Il ritorno

Era passato più di un mese dal giorno della nostra liberazione e non si parlava nemmeno del nostro rientro a casa. Le ferrovie non funzionavano, i ponti erano saltati: praticamente tutta la Germania era distrutta. C'era solo una possibilità: rientrare a piedi in Italia. Ci fu qualcuno, più impulsivo, che affrontò questo grosso rischio, ma a me e alla maggioranza sembrava invece una pazzia attraversare a quel modo la Germania nel caos. Mi dicevo: ci hanno portato in treno ed in treno devo rientrare, a costo di attendere mesi per il rientro. E fu proprio così perché partimmo per l'Italia ai primi di settembre.
Nell'attesa ero ingrassato perché non si faceva adesso nient'altro che mangiare, dormire: e durante la giornata grandi partite a carte. Nel mese di giugno venimmo a sapere che l'aviazione americana aveva sganciato la bomba atomica su un'isola del Giappone e che il Giappone s'era arreso. Non sapevamo però che diavolo fosse la bomba atomica e quanta distruzione portasse. Ai primi di settembre, come ho già detto, partimmo in treno per l'Italia.
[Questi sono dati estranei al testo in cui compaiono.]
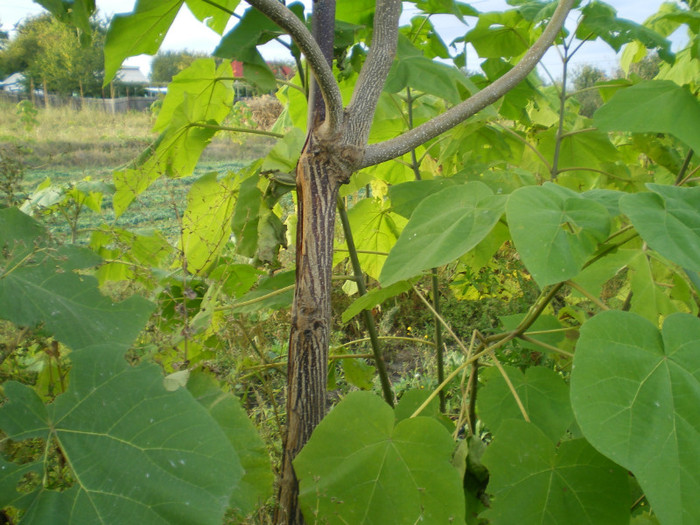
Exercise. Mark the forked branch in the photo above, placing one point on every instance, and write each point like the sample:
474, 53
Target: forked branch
318, 65
387, 150
374, 71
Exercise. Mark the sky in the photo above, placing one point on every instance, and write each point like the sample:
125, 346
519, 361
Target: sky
188, 33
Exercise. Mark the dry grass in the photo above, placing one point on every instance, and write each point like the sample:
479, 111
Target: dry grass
86, 138
90, 139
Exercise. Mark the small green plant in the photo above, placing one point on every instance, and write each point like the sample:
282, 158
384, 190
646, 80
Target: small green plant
12, 173
27, 113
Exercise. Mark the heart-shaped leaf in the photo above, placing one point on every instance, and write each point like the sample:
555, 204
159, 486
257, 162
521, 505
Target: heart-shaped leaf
669, 220
361, 467
444, 226
555, 230
637, 109
635, 392
535, 483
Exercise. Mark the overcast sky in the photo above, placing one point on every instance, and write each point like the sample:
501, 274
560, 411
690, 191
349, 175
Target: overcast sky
188, 33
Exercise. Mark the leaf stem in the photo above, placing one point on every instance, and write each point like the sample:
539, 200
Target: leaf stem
238, 130
366, 314
587, 294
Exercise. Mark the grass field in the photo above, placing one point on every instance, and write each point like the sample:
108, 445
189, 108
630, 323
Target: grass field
67, 146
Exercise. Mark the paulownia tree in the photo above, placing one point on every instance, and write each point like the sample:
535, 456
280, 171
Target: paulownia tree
336, 147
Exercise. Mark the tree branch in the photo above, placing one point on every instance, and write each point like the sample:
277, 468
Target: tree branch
374, 71
322, 72
383, 151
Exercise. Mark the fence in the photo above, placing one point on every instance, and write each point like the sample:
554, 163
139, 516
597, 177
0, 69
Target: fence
110, 105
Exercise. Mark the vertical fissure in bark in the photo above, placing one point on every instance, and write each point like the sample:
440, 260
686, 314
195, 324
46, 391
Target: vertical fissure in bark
319, 175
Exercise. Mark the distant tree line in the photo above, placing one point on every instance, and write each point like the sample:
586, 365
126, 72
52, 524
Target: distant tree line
50, 56
586, 77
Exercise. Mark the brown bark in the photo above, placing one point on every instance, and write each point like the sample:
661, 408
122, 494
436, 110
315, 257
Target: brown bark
322, 168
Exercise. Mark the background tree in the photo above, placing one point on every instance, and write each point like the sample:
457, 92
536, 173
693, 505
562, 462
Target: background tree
50, 53
167, 64
585, 77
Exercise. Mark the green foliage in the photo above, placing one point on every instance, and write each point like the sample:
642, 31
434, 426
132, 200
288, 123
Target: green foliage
535, 481
49, 54
544, 396
634, 392
443, 227
526, 195
555, 230
635, 109
114, 424
382, 471
167, 64
668, 219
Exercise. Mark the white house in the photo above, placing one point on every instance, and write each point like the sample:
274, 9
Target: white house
13, 84
131, 75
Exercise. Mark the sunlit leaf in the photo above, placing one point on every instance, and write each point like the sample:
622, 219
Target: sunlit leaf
139, 32
544, 394
555, 230
638, 109
534, 482
635, 393
256, 485
361, 467
668, 218
443, 227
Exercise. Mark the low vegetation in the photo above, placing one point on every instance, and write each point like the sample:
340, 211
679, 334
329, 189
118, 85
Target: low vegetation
513, 327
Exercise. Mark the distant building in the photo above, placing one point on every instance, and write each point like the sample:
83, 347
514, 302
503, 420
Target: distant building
13, 84
131, 75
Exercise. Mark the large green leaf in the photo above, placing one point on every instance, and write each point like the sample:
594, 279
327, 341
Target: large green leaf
544, 394
209, 88
406, 197
600, 21
375, 228
37, 287
216, 15
361, 467
653, 106
256, 486
555, 230
137, 452
535, 483
635, 392
139, 32
669, 220
443, 227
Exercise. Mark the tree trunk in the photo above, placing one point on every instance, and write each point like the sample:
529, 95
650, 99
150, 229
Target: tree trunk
319, 174
307, 369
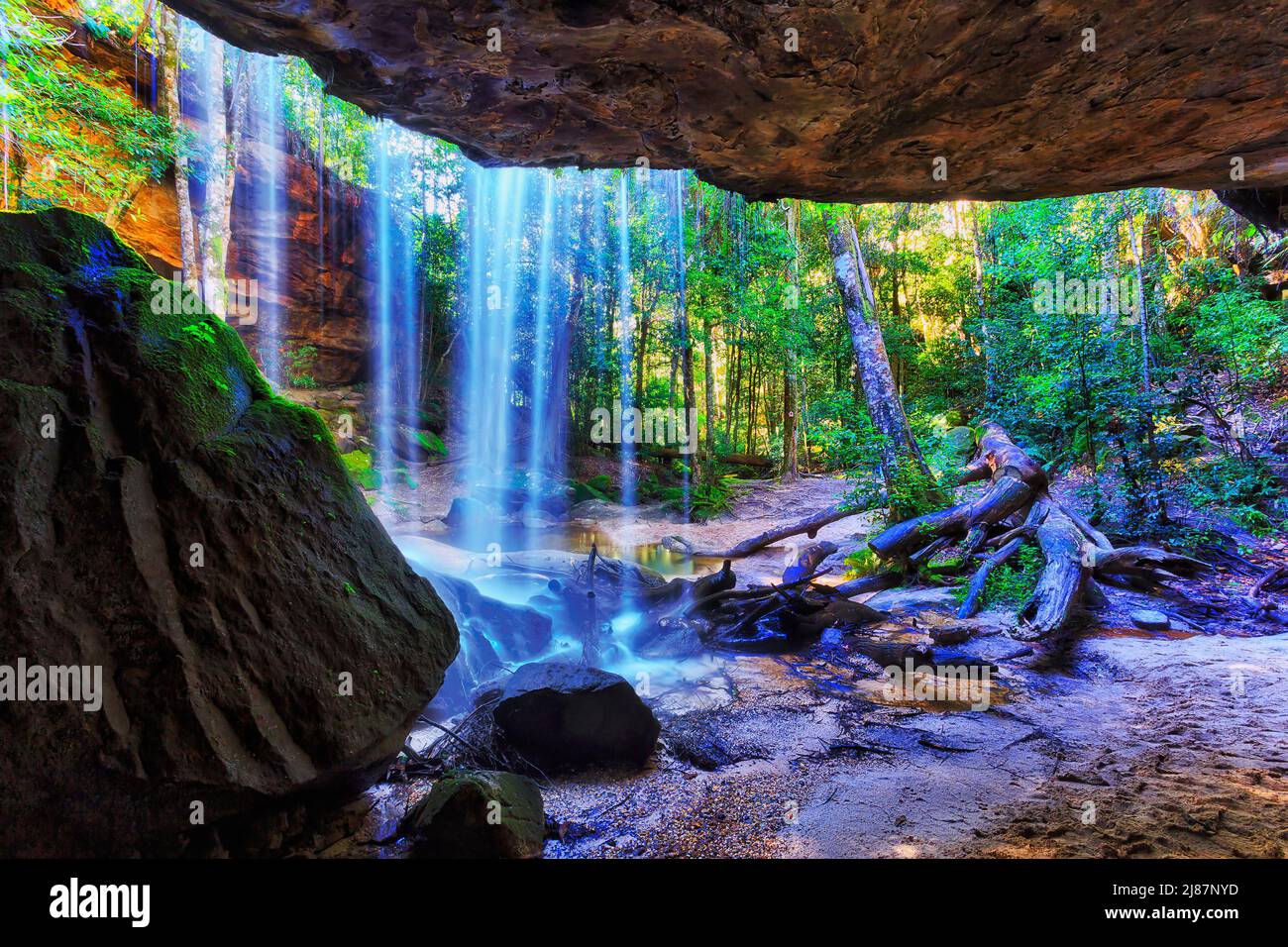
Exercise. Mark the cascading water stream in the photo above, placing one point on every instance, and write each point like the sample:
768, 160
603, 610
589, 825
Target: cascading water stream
398, 331
627, 341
In carri-merci, ma questa volta aperti e con tutto lo spazio per sdraiarci. Impiegammo ben quattro giorni per arrivare a Innsbruck in Austria. La marcia del treno era lentissima; specie sui ponti, sostituiti da prefabbricati americani andavamo a passo d'uomo, e in parecchie stazioni restavamo in sosta per ore e ore. Dovunque vedevamo case distrutte e interi paesi bruciati. La città che più mi impressionò fu Norimberga, tutta una maceria. Solo alla sera del quarto giorno arrivammo a Innsbruck. Presso la stazione avevano creato un campo di raccolta, e la notte la passammo in quelle baracche. Al mattino ci fecero fare la doccia, mentre i nostri vestiti e i prosacchi furono passati nei forni per la disinfestazione: li ritrovammo a doccia finita.